Dans le même camp, SOS Roumanie, dirigé par la tempétueuse candidate pro-Kremlin Diana Sosoaca, et le tout nouveau Parti de la jeunesse (POT) sont entrés au Parlement avec respectivement 7,2% et 6,3% des voix.
Depuis la chute du communisme en 1989, le pays n’a jamais connu une telle avancée, mais la colère d’une grande partie des 19 millions d’habitants couve face aux difficultés économiques et à la guerre de l’autre côté de la frontière.
“Cette forte montée de l’extrême droite, environ un tiers de l’électorat, témoigne des frustrations accumulées dans la société et du mécontentement économique”, a commenté l’analyste Radu Magdin.
Cependant, faute d’alliés, leur accession au pouvoir est loin d’être garantie.
Vers un gouvernement d’union nationale ?
Plusieurs dirigeants politiques ont déjà lancé des appels en faveur d’un « gouvernement d’union nationale » résolument pro-européen.
“Unis, nous pouvons faire des merveilles”, a déclaré la leader des centristes USR (12,1%), Elena Lasconi, qualifiée la semaine dernière pour le second tour de l’élection présidentielle. “Après ces jours cauchemardesques”, elle a appelé à mettre de côté les querelles de partis pour défendre la “démocratie” et l’indépendance de la Roumanie vis-à-vis de la Russie.

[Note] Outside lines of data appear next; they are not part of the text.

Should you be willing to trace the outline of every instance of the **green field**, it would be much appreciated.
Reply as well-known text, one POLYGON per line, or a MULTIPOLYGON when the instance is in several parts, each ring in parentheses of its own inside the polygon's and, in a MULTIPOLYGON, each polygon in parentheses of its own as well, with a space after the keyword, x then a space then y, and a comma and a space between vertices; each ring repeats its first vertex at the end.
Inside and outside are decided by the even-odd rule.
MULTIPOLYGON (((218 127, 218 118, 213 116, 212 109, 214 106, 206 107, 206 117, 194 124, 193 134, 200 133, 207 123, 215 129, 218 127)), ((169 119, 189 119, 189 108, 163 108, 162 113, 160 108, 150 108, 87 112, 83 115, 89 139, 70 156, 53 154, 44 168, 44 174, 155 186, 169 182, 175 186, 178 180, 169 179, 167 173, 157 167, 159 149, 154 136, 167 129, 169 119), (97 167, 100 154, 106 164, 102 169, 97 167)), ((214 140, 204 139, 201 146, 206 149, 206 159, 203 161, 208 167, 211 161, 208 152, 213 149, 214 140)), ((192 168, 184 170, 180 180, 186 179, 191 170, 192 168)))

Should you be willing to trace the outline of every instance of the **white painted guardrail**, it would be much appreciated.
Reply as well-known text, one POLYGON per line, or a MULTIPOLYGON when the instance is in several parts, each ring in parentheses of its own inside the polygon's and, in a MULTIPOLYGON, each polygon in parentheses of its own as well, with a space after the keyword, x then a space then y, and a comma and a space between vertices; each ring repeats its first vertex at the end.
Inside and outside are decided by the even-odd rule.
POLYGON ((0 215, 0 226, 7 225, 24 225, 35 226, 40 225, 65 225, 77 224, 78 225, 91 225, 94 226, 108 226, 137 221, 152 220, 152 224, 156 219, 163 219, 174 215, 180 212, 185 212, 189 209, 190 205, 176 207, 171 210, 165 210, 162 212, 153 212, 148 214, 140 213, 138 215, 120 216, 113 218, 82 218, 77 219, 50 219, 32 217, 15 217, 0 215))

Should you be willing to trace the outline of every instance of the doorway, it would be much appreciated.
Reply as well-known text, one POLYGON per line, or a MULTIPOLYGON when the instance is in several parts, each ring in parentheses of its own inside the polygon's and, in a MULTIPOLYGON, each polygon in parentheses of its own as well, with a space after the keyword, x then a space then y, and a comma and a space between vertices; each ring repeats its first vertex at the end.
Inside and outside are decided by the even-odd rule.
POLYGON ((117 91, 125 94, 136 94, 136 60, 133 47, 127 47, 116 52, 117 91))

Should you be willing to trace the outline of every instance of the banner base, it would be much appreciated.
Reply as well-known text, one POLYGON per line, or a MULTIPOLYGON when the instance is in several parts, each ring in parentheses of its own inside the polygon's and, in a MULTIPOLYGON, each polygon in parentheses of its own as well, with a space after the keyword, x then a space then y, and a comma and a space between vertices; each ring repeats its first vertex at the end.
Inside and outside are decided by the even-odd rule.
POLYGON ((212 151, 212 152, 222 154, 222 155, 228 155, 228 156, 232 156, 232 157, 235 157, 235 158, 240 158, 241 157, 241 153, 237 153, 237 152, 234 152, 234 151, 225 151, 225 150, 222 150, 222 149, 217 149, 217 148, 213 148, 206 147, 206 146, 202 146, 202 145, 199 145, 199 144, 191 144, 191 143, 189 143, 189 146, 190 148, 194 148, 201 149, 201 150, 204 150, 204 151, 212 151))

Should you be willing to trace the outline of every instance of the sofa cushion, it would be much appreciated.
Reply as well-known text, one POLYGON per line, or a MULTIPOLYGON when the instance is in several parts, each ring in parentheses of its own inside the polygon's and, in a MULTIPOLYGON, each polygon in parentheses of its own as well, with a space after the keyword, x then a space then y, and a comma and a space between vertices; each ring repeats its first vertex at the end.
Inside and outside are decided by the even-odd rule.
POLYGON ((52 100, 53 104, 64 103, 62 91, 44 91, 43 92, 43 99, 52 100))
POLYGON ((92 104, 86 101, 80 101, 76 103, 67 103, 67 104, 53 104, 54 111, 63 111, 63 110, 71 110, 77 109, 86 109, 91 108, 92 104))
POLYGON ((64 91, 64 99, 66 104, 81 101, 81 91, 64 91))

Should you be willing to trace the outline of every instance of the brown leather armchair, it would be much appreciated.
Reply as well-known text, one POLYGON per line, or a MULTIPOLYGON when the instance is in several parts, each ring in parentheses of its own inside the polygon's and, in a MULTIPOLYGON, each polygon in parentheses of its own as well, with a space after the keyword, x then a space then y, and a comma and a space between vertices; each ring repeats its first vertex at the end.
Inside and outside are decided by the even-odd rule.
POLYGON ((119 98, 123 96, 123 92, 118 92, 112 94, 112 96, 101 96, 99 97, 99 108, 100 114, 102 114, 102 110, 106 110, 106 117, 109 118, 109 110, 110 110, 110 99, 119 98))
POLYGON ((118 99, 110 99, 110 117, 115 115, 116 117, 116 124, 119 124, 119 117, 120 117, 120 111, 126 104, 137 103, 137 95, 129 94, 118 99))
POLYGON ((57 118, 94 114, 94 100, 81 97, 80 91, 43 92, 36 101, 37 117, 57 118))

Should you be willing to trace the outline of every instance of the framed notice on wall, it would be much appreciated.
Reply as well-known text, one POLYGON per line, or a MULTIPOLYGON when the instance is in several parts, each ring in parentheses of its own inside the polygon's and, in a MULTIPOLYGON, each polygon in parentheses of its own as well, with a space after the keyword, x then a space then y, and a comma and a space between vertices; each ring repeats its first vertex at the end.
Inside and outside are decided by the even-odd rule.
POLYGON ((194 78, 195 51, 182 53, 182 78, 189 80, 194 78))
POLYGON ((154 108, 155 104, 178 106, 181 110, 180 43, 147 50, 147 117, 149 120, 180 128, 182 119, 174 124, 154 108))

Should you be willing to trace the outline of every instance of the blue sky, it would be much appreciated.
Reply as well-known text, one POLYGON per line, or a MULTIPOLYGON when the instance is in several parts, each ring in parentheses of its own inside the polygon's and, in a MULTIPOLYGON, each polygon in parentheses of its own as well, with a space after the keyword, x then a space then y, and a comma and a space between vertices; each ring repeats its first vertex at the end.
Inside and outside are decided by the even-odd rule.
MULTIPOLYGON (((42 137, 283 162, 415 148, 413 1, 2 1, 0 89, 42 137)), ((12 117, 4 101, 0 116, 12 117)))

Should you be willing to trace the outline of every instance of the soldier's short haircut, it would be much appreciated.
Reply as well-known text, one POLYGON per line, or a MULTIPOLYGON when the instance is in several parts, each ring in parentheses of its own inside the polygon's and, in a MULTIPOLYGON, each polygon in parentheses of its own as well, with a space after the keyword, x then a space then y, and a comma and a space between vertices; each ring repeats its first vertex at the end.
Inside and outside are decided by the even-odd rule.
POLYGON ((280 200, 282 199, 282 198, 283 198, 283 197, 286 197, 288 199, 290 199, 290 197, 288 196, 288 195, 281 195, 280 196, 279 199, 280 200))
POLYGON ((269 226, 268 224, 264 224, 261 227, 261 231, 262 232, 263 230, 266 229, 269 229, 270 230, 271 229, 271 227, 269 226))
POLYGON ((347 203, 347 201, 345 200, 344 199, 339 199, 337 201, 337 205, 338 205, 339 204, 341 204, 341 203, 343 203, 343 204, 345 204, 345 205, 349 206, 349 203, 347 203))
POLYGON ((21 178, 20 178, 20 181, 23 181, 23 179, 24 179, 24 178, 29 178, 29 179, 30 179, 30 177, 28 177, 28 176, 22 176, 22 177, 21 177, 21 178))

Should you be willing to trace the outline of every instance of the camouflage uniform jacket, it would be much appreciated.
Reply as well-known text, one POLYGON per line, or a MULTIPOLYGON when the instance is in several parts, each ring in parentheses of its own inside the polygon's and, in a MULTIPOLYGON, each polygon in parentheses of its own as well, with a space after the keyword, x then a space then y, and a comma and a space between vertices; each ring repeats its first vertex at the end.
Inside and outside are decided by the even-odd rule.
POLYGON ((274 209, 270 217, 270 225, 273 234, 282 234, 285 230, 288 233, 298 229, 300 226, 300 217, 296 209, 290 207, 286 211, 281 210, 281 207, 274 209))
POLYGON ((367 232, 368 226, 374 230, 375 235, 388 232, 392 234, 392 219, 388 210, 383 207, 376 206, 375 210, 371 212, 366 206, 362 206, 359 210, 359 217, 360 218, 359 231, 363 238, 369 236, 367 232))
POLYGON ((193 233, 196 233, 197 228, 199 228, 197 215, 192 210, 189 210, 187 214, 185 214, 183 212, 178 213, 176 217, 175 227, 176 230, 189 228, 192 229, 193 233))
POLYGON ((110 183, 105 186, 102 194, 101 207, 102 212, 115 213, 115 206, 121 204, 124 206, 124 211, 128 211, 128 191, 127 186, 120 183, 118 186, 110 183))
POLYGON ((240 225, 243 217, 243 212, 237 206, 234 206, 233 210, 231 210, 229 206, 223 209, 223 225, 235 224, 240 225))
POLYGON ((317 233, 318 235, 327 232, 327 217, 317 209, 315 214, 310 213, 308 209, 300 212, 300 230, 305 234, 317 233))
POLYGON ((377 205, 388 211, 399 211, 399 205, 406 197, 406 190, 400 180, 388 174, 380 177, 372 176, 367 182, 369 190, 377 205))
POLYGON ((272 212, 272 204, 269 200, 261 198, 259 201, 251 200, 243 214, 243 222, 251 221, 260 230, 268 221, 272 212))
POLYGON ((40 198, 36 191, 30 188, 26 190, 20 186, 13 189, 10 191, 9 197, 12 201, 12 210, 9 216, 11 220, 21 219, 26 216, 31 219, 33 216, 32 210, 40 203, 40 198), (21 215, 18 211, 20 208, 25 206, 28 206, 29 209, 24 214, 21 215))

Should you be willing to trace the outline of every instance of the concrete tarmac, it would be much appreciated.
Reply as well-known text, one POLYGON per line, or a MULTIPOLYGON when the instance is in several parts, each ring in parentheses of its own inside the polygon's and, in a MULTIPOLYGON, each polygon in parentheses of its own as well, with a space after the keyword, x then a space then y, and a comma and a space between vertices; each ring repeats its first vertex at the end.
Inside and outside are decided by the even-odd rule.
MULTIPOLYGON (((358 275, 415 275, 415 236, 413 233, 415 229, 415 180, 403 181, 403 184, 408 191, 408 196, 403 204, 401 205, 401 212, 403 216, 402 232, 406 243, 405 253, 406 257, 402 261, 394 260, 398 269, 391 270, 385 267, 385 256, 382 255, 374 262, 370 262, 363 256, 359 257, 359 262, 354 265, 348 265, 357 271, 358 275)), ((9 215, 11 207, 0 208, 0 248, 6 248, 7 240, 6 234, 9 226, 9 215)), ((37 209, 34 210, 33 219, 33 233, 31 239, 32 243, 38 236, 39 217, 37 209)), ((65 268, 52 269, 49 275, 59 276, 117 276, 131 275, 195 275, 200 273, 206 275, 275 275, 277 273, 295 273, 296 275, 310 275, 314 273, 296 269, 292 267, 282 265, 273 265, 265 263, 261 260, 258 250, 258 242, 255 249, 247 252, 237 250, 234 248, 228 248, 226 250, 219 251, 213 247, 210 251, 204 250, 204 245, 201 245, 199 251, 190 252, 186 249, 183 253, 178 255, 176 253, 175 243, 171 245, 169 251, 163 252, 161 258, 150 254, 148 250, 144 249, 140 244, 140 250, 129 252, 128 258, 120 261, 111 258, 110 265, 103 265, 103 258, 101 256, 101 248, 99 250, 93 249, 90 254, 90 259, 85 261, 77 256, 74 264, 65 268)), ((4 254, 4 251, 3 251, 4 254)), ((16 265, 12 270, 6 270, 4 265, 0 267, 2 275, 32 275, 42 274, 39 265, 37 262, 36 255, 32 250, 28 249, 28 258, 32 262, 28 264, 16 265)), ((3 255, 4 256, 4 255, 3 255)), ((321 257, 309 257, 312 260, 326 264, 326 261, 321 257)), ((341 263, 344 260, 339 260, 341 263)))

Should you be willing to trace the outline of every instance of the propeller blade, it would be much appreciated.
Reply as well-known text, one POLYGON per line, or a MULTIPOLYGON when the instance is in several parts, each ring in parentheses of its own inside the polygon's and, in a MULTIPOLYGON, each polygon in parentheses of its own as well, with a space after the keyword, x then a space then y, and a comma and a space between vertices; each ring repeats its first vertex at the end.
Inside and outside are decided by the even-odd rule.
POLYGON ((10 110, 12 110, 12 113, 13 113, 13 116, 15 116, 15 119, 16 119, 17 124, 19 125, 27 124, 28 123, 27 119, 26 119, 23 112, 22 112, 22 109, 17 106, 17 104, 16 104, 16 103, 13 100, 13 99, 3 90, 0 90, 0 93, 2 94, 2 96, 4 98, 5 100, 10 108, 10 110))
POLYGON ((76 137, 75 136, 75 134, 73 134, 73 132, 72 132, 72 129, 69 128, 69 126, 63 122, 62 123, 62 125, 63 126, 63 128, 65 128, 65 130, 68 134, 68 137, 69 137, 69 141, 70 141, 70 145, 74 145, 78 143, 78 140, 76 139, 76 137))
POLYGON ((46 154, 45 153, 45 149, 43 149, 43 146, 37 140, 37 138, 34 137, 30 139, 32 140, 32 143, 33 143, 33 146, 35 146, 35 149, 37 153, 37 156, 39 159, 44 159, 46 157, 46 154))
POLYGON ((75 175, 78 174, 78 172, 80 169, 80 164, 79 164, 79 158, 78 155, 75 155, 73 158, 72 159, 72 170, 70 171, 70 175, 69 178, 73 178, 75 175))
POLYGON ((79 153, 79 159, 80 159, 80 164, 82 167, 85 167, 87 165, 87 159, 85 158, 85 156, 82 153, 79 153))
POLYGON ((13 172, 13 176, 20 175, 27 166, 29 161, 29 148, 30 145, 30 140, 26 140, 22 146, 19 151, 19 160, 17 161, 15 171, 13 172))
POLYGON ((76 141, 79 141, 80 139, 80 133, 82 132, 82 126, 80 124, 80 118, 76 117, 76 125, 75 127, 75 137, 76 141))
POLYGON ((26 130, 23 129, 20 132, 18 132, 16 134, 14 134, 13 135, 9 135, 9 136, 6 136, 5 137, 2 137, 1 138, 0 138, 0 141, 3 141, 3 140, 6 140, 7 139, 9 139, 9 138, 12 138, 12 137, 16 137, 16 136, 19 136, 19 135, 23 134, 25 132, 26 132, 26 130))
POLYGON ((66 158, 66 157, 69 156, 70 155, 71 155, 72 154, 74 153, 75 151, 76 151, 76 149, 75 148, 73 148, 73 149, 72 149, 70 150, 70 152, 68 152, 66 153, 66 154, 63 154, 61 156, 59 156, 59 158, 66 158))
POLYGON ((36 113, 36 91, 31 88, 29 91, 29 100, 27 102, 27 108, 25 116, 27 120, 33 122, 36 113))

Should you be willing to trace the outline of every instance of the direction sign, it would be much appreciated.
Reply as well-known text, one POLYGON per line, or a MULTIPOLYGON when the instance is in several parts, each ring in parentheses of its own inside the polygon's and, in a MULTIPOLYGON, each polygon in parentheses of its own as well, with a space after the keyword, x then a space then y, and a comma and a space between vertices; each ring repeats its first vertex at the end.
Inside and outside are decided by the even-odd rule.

Plus tôt dans la journée, plusieurs électeurs avaient exprimé leurs craintes que la Roumanie se détourne de l’UE, à l’instar de Dorina Burcea, 41 ans.
“En tant que personne qui a vécu un peu sous le communisme et qui s’en souvient encore, et qui a ensuite pu bénéficier de toute l’ouverture de l’UE, je ne peux imaginer aucune autre option que l’Union européenne et l’OTAN”, a-t-elle confié.
Les élections se sont déroulées dans un climat fébrile après la décision du tribunal de recompter les bulletins du premier tour de l’élection présidentielle, sur fond de soupçons sur l’intégrité des élections.
Les autorités ont remis en question l’influence russe dans le contexte régional actuel et le rôle de la plateforme TikTok. Au point que la Cour constitutionnelle a ordonné un nouveau décompte et doit se prononcer lundi.
Si le vote n’est pas annulé, le second tour aura lieu le 8 décembre.